Currently, the company is targeting U.S. Food and Drug Administration (FDA) approval for its Sativex medicine, which it hopes to clinch by the middle of 2021. This approval is absolutely critical to GW Pharma’s next round of growth.

Epidiolex and (global) Sativex sales helped the firm rake in nearly $526 million in revenue in 2020. One hundred and twenty-nine million dollars of that came from Epidiolex sales in the United States, and it’s reasonable to expect a just as good or better performance should Sativex gain approval here.

On the drug development front, GW is recruiting for a phase 2B study of a proprietary CBD formula for treating schizophrenia. The company is in placebo-controlled clinical trials for a cannabinoid aimed at improving the lives of folks with autism. Tantalizingly, GW is hoping to push a cannabis-derived “new chemical entity” or NCE forward into phase 1 trials; it’s playing those cards close to the vest, of course.

Considering all of this, it’s no wonder Dublin, Ireland-based Jazz Pharmaceuticals Plc. (NASDAQ: JAZZ) agreed to snap up GW Pharmaceuticals for a cool $7.2 billion in cash and stock. The move is a win-win-win – a plus for JAZZ shareholders, great for GWPH shareholders, and the move is particularly shrewd for Jazz. The company is edging closer and closer to the dreaded “patent cliff” with its Xyrem (sodium oxibate) narcolepsy drug, and acquiring GW Pharmaceutical’s portfolio and stuffed pipeline of lucrative cannabinoids will go a long way toward easing the patent cliff’s impact.

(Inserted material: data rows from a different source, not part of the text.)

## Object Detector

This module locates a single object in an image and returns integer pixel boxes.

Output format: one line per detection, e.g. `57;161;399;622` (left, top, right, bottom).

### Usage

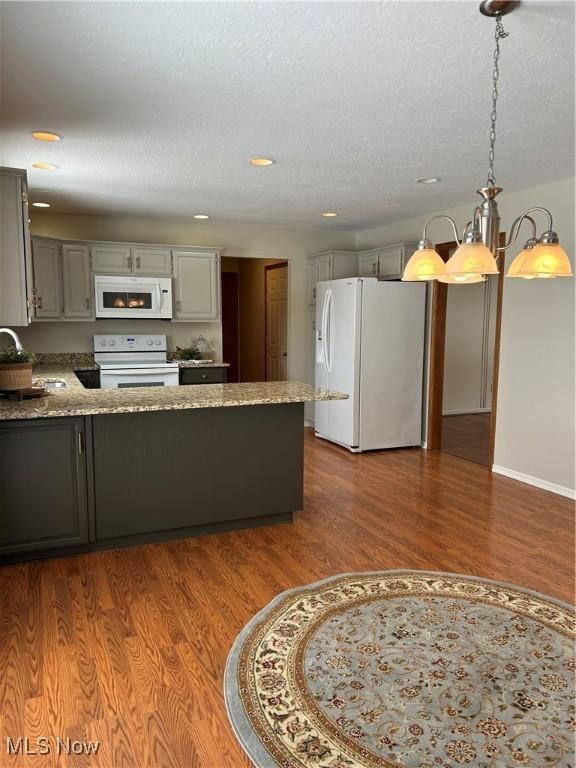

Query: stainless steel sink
44;379;68;389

GWPH shares have skyrocketed since news of the Jazz takeover, but there are still, at most, a few months left to pick up GWPH shares and reap some upside before Jazz snaps up all the stock and GW Pharma stockholders get paid or get Jazz shares.

To be clear, I don’t think this acquisition is the end of the story when it comes to cannabis biotechs. Quite the contrary: With Epidiolex and Sativex, Jazz is acquiring what will in all likelihood become “blockbuster,” $1-billion-in-revenue-per-year drugs over the next five years, which would ultimately make it a savvy cannabis biotech play in its own right. But either way, it’s clear that the future of cannabis-derived medicine starts right now.